What futures to trade and how to choose them

As an investor, you have many options when it comes to futures. With so many choices, knowing which ones to trade and how to choose them can be challenging.

Factors to consider when choosing a future to trade

Investment Goals

Before you begin trading futures, it is essential to have a clear understanding of your investment goals. Are you looking to generate income, protect against inflation, or speculate on the price of a commodity? Different futures contracts will be more suitable for different goals.

Risk Tolerance

Another vital factor to consider is your risk tolerance. Futures trading in Australia can be risky, and you should only trade with money you are willing to lose. Ensure you understand the risks involved before trading.

Time Horizon

Your time horizon is also an important consideration. Some futures contracts have longer terms than others. If you are investing long-term, you may want to choose a contract with a longer-term

Commodity Prices

Of course, you should also consider the prices of the commodities you are interested in. If prices are high, you may want to sell contracts; if prices are low, you may want to buy contracts.

Your Brokerage

When choosing a futures contract, you should also consider the brokerage you will be using. Some brokerages charge higher fees than others, and some offer different features and services. Make sure to compare brokerages before making a decision.

What futures are available in Australia?

The ASX 200

The ASX 200 is an index measuring the performance of the 200 largest companies on the Australian Stock Exchange. It is one of the most popular futures contracts traded in Australia.

The S&P/ASX 200

The S&P/ASX 200 is a stock market index that measures the accomplishments of the 200 companies listed on the ASX. It is one of the most popular futures contracts traded in Australia.

The All Ordinaries Index

The All Ordinaries Index is a stock market index that includes all companies listed on the Australian Stock Exchange. It is one of the most commonly used benchmarks for the Australian stock market.

The AUD/USD

The AUD/USD is a currency pair representing the Australian dollar’s value against the US dollar. It is one of the most popular currency pairs traded in Australia.

Gold

Gold is a precious metal used as an investment and a store of value. It is one of the most favoured commodities traded in Australia.

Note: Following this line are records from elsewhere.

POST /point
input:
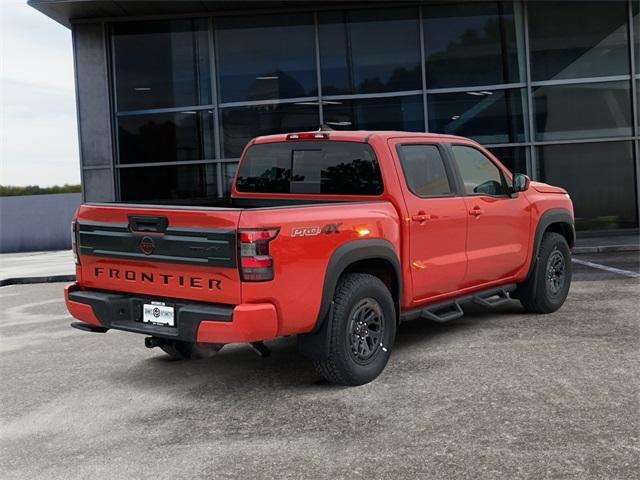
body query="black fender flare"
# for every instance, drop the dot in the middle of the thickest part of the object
(549, 217)
(314, 343)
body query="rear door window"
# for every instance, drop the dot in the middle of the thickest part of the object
(338, 168)
(424, 170)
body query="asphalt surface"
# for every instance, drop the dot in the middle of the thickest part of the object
(497, 394)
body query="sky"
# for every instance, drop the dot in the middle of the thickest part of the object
(38, 131)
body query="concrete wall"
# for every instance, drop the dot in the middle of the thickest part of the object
(37, 222)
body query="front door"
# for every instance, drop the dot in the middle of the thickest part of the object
(437, 220)
(498, 228)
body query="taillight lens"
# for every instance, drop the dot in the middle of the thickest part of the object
(256, 265)
(74, 242)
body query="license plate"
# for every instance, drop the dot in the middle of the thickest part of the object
(158, 313)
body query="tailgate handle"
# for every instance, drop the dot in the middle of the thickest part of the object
(148, 223)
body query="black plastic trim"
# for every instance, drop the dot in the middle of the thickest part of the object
(198, 246)
(551, 216)
(347, 254)
(452, 306)
(124, 312)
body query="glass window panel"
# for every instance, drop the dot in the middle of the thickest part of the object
(480, 175)
(183, 184)
(568, 40)
(166, 137)
(589, 110)
(161, 64)
(603, 194)
(340, 168)
(366, 51)
(228, 172)
(424, 170)
(266, 57)
(470, 44)
(488, 116)
(392, 113)
(516, 159)
(241, 124)
(636, 33)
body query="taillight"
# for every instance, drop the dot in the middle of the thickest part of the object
(308, 136)
(256, 265)
(74, 242)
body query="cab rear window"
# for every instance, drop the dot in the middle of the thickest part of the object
(337, 168)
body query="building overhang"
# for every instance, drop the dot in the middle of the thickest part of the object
(67, 12)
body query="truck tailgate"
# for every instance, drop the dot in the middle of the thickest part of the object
(163, 252)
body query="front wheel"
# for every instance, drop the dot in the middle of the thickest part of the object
(363, 329)
(549, 286)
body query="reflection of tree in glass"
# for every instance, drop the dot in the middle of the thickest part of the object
(273, 180)
(355, 176)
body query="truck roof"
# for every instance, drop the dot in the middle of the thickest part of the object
(360, 135)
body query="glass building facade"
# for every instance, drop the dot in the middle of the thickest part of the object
(551, 88)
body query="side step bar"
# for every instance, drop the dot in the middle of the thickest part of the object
(452, 309)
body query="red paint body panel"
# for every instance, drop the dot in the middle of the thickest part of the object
(250, 324)
(80, 311)
(450, 254)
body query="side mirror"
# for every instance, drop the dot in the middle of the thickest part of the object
(520, 183)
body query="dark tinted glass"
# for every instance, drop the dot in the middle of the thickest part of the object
(603, 192)
(636, 32)
(489, 116)
(572, 41)
(479, 174)
(365, 51)
(424, 170)
(397, 113)
(161, 64)
(166, 137)
(266, 57)
(341, 168)
(228, 171)
(470, 44)
(189, 184)
(514, 158)
(241, 124)
(587, 110)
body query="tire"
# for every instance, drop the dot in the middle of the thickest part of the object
(361, 332)
(547, 289)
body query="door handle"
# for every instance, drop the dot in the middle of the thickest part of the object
(476, 211)
(421, 217)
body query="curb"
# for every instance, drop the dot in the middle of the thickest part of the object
(29, 280)
(606, 249)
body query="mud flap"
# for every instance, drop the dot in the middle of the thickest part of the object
(316, 345)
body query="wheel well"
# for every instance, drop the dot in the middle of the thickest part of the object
(381, 268)
(563, 229)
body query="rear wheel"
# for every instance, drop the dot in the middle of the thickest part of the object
(549, 286)
(363, 328)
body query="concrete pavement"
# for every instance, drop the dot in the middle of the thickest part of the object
(36, 267)
(494, 395)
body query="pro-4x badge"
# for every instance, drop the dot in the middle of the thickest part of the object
(314, 231)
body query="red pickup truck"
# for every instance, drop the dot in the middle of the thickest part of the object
(337, 237)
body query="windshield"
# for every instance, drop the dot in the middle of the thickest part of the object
(338, 168)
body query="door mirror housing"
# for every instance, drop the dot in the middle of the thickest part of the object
(520, 183)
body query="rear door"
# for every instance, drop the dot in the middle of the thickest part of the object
(165, 252)
(437, 219)
(498, 232)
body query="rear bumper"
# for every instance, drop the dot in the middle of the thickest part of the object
(195, 321)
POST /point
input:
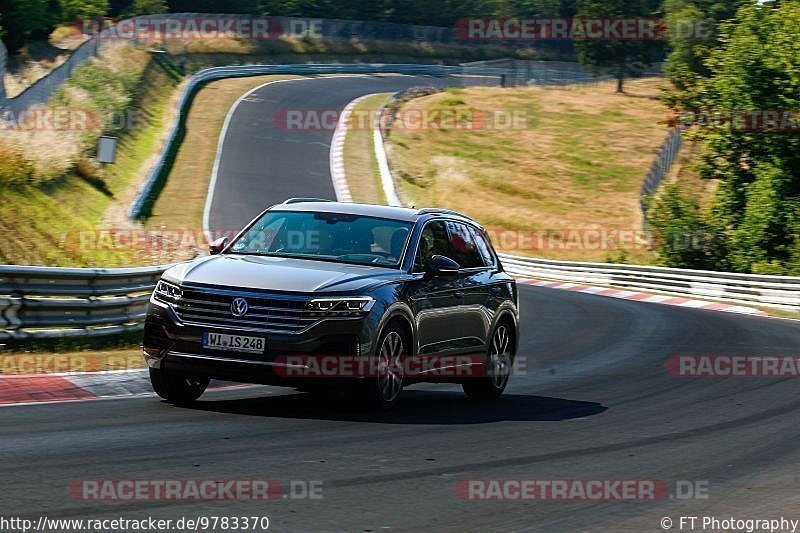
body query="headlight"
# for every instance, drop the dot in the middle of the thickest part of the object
(167, 292)
(340, 306)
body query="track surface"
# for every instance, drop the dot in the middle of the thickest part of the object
(595, 403)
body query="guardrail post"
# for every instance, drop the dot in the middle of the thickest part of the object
(9, 308)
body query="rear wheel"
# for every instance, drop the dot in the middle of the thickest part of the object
(499, 361)
(176, 387)
(386, 387)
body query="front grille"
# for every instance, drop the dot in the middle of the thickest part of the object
(266, 312)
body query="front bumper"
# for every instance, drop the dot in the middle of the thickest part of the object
(171, 345)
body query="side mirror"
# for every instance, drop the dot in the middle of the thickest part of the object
(215, 247)
(440, 265)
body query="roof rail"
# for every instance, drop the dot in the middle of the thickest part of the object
(304, 200)
(439, 211)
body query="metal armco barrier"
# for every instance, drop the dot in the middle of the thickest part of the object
(782, 292)
(46, 303)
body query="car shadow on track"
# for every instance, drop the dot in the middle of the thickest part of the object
(415, 407)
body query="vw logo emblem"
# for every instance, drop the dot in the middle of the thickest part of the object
(239, 307)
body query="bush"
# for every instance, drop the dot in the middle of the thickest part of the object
(15, 170)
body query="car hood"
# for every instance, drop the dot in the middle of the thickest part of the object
(280, 274)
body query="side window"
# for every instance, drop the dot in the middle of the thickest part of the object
(484, 248)
(433, 241)
(465, 251)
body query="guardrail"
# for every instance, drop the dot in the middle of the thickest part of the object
(781, 292)
(48, 303)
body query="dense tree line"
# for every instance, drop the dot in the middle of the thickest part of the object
(749, 66)
(27, 19)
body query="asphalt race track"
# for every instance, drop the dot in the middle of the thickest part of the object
(594, 402)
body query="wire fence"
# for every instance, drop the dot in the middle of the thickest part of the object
(660, 168)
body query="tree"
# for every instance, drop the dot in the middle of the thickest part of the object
(754, 70)
(23, 19)
(693, 31)
(147, 7)
(72, 10)
(622, 58)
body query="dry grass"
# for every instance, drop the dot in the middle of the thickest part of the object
(685, 172)
(181, 202)
(361, 168)
(576, 162)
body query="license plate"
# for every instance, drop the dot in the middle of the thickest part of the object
(234, 343)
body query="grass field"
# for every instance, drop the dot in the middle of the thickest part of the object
(360, 164)
(572, 161)
(42, 221)
(181, 202)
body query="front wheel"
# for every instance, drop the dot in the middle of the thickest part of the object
(386, 387)
(499, 362)
(177, 388)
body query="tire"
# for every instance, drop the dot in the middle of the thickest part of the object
(384, 390)
(499, 363)
(177, 388)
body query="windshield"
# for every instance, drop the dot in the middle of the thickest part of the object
(327, 237)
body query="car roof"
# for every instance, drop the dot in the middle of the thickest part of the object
(380, 211)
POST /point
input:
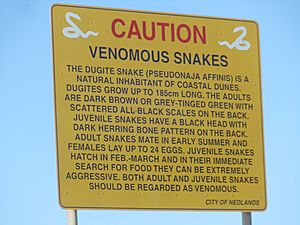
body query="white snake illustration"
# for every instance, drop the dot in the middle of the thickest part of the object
(239, 43)
(73, 31)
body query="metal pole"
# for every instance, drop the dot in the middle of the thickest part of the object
(72, 217)
(247, 220)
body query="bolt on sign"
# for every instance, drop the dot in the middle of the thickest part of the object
(157, 110)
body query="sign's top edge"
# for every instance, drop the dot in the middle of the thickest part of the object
(153, 12)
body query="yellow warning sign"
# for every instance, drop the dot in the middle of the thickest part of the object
(157, 111)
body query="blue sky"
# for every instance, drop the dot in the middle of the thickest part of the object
(28, 189)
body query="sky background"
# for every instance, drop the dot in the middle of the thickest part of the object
(28, 187)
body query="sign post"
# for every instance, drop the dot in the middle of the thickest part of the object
(157, 111)
(72, 217)
(247, 220)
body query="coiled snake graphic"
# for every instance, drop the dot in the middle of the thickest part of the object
(239, 43)
(73, 31)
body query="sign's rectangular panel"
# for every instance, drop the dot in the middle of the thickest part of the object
(157, 111)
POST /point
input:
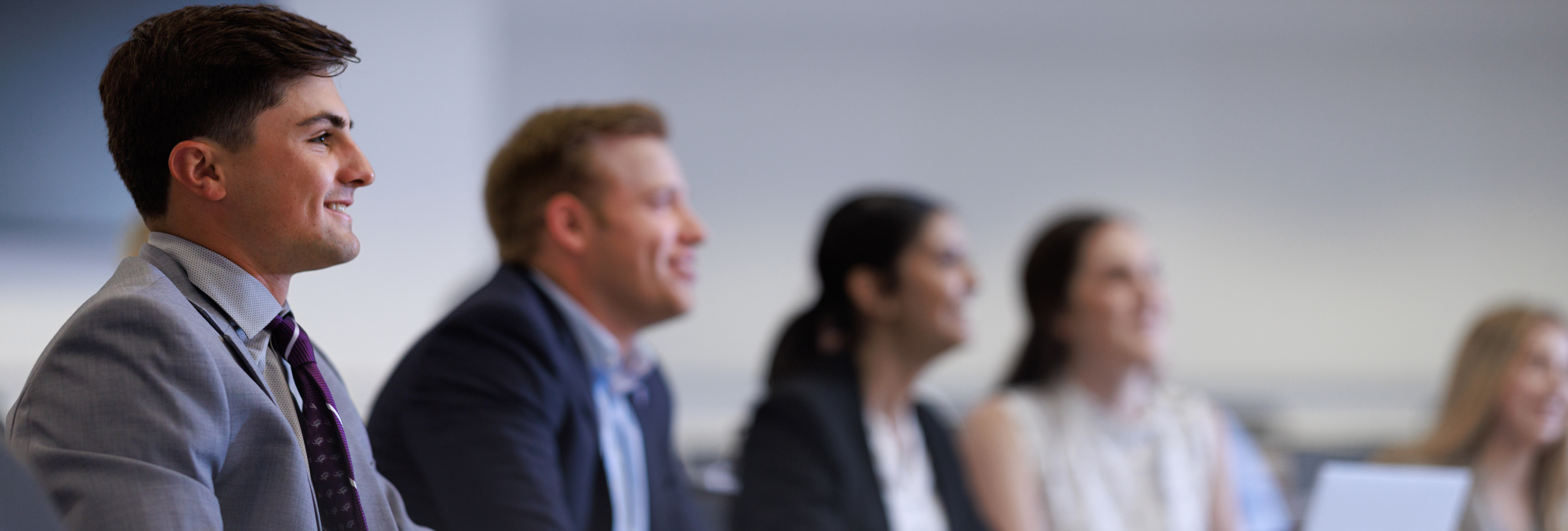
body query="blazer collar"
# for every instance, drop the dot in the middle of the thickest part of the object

Benefits of trading futures

Leverage

One of the main benefits of futures trading is leverage. Leverage allows you to control many contracts with a small amount of capital. It can provide the potential for large profits but also comes with the risk of significant losses.

Low Costs

You can trade futures with low costs. Some brokerages charge no commissions on futures trades. And even if commissions are charged, they are usually much lower than those charged for other types of trading.

Diversification

Futures trading can also help to diversify your investment portfolio. You can gain exposure to different asset classes and sectors by including futures in your portfolio, which can help to reduce risk and improve returns.

Access to global markets

Futures trading allows you to trade in global markets. It can provide access to opportunities that would otherwise be unavailable.

Flexibility

Another benefit of futures trading is that it offers a high degree of flexibility. Many different types of futures contracts are available, and you can choose the ones that best suit your investment goals.

Risks of trading futures

Volatility

Futures trading is risky due to the volatility of the markets. Prices can move up or down rapidly, leading to significant losses.

Margin calls

Another risk of futures trading is a margin call, which is when your broker asks you to transfer more money into your account to cover losses. If you cannot meet the margin call, your position may be liquidated at a loss.

Leverage

Leverage is a double-edged sword. While it can provide the potential for large profits, it also risks significant losses. Therefore, you should only trade with money you can afford to lose.